Eppink was een unieke verschijning in Vlaanderen. Nadat hij als assistent bij het Europese Parlement (EP) en als correspondent bij NRC Handelsblad had gewerkt, ging hij in 1995 aan de slag bij De Standaard. De verschillen in politieke cultuur tussen Vlaanderen en Nederland frappeerden hem zodanig dat hij er wel lucht aan moest geven in Vreemde buren (1998). Het boek maakte hem op slag beroemd in Vlaamse middens. Eppink was een veel gevraagd causeur bij talloze verenigingen en serviceclubs. Ook de politiek wierp een begerig oog op een man die zo’n originele kijk op de wereld had en die haar dan ook nog zo welbespraakt kon uitdragen. De N-VA polste of hij op haar lijst voor de Vlaamse verkiezingen van juni 2004 wilde staan. Eppink bedankte voor het aanbod. Erop ingaan zou hebben betekend dat hij de ‘snelbelgwet’ had moeten ondergaan. Minder praktische problemen leverde de vraag van Jean-Marie Dedecker op om in 2009 op de Europese lijst van diens partij, de LDD, te gaan staan. Dat kon perfect voor Eppink als buitenlander en als Europeaan. Europa was nu eenmaal ook zijn ding.

Van 1999 tot 2007 had Eppink achtereenvolgens voor de Europese commissarissen Frits Bolkestein (Interne Markt) en Siim Kallas, vicevoorzitter van de Europese Commissie, gewerkt. Hij zag wel wat in Dedecker over wiens ‘verstandig rechtse’ inzichten hij oordeelde: ‘Niets is krachtiger dan een idee waarvan de tijd is aangebroken.’ Bovendien gaf Dedecker hem de nodige ruimte om zijn eigen ideeën verder uit te werken in het Europese verkiezingsprogramma. Eppink is kritisch over de Europese Unie, maar hem daarom tot vijand van Europa bestempelen zou van intellectuele lafheid getuigen. Hij heeft er nooit enige twijfel over laten bestaan dat het Europese eenwordingsproces ‘het beste [is] dat Europa ooit is overkomen.’ Maar hij heeft genoeg gezien en gehoord om niet als ‘eurorealist’ te gaan voor een Europa dat ‘nood aan meer ondernemingslust, transparantie, democratie en realiteitszin’ heeft, zoals hij in het essay De eurorealisten komen! (Pelckmans 2009) schreef. De topambtenaren van de Commissie willen meer Europa ten koste van de natie en beseffen niet dat hoe groter Europa wordt, ‘hoe groter de behoefte aan een eigen identiteit’ opflakkert bij de burgers. Maar voor die ‘Europese mandarijnen’, zoals Eppink ze noemt in een ander boek met die titel, was het kiespubliek nooit een realiteit. De Europese leiders verwijt hij bovendien de eigen, in het christendom gewortelde identiteit van Europa niet te willen erkennen. Deze ‘culturele capitulatie’ zou op middellange termijn wel eens de grootste bedreiging voor Europa kunnen vormen.

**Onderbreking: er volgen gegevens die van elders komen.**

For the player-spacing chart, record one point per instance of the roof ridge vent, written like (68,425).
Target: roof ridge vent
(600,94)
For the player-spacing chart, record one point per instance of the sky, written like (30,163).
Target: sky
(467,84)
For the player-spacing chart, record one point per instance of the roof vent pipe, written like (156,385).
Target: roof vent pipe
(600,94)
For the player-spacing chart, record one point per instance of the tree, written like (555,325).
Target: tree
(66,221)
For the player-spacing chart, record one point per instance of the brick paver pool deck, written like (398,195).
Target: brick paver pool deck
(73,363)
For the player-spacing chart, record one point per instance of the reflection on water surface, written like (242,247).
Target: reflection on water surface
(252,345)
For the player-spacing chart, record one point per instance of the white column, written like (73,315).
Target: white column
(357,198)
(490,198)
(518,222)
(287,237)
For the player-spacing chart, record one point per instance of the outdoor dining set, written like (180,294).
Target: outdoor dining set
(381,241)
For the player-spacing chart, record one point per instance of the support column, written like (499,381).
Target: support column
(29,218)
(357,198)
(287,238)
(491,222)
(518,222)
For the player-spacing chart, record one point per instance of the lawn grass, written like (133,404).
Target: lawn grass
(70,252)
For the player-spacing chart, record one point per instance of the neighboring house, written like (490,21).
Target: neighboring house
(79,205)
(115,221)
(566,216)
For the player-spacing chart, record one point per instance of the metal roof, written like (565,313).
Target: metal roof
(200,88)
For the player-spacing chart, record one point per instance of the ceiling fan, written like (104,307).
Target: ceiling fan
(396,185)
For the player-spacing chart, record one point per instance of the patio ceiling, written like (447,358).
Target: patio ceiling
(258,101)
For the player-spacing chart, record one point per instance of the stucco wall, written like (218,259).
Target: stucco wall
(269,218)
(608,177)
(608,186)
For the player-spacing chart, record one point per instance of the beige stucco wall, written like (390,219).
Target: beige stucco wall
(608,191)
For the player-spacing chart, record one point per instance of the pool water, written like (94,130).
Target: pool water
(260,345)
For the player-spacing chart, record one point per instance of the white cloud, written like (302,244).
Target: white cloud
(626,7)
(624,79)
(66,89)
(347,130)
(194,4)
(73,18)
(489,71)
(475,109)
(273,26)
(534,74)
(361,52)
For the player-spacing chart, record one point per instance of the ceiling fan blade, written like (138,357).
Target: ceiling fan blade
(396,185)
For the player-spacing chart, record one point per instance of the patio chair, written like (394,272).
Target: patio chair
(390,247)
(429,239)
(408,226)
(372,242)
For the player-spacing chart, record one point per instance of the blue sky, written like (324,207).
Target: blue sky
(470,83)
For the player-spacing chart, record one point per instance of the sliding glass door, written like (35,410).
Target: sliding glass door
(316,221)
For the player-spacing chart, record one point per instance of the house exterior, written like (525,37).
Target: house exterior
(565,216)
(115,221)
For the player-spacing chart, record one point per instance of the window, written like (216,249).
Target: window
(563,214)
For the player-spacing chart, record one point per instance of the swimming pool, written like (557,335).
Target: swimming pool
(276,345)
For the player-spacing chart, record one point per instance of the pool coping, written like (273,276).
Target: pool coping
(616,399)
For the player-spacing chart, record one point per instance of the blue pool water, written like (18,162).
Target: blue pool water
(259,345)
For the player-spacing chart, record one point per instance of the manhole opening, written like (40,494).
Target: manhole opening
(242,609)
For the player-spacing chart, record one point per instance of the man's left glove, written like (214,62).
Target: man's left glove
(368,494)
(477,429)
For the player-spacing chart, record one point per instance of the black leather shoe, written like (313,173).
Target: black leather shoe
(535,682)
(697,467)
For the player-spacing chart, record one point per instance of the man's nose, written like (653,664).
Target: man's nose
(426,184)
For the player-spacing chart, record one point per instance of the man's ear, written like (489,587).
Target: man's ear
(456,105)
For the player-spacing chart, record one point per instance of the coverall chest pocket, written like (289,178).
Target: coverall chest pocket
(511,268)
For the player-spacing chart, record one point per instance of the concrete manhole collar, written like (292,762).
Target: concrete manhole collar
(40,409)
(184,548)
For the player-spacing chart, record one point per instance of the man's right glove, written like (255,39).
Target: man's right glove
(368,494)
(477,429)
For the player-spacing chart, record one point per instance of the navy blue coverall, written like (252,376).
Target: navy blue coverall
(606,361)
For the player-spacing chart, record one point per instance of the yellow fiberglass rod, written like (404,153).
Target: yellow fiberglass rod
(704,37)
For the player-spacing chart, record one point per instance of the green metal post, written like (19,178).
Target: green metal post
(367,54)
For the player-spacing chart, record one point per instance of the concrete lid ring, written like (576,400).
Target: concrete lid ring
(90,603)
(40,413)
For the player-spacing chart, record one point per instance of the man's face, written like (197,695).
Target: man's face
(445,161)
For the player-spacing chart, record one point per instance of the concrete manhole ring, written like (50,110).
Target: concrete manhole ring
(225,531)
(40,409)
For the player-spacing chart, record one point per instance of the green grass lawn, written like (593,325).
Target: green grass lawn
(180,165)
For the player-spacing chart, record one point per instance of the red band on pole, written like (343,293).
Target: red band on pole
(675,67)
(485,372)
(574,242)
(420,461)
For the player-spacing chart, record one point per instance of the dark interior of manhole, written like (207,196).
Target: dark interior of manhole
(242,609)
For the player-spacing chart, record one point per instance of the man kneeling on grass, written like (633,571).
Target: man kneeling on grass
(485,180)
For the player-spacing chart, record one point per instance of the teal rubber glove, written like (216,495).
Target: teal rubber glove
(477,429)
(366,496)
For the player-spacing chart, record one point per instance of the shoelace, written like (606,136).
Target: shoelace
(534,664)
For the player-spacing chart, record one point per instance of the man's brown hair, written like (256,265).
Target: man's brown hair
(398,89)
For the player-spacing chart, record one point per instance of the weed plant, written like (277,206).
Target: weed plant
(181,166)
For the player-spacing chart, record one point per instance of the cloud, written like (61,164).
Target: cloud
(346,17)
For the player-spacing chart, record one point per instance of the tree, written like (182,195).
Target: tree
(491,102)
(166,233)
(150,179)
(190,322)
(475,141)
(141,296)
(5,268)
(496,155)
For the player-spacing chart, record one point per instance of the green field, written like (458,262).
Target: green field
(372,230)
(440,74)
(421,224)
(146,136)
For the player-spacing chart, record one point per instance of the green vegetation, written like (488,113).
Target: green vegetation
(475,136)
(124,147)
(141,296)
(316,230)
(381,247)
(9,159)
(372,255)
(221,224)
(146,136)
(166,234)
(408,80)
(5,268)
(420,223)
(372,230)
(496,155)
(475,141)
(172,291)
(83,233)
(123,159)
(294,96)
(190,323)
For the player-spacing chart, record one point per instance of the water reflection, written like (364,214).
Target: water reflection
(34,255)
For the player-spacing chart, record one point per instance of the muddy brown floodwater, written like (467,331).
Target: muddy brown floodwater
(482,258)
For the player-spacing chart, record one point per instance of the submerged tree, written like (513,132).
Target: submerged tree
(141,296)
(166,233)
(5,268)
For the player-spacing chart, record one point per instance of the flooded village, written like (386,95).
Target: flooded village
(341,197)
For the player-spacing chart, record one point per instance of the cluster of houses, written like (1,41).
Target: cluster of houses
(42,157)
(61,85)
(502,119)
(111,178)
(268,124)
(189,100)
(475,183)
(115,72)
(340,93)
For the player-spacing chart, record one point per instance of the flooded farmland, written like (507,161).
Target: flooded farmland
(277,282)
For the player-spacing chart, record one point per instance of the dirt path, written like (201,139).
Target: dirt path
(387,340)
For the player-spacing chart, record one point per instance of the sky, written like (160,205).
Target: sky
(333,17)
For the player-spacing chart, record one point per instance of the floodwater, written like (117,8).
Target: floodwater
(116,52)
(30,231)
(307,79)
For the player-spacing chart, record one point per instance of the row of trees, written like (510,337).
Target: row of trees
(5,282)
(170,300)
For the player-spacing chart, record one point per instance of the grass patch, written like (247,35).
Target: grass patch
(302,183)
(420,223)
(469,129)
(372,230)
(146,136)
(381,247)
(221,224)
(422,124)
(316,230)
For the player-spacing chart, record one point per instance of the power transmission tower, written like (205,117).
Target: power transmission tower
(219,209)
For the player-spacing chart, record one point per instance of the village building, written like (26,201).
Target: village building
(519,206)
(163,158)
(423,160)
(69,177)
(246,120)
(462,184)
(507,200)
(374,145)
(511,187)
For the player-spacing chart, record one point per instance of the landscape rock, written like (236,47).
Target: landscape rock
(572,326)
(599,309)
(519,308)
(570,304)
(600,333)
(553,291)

Toen Eppink zich nog als ambtenaar van de Commissie kritisch uitliet over de EU in een wekelijkse column voor De Standaard, wekte dat de toorn van toenmalig premier Guy Verhofstadt op. Later greep Eppink, ook als Europees parlementslid, weer de pen om zijn vlijmscherpe, maar niet van ironie gespeende gedachten te ventileren in columns voor bijvoorbeeld Trends en de Volkskrant. Zijn levenslange ervaringen met zowel België als Europa hadden hem alvast dit geleerd over de Europese economie: ‘Duitsland is Vlaanderen en Zuid-Europa is Wallonië.’ Ook vanuit het verre New York zullen we nog van Eppink horen.

Dirk Rochtus (1961) is hoofddocent internationale politiek en Duitse geschiedenis aan de KU Leuven/Campus Antwerpen. Hij is voorzitter van het Archief en Documentatiecentrum voor het Vlaams-nationalisme (ADVN). Zijn onderzoek gaat vooral over Duitsland, Turkije, en vraagstukken van nationalisme.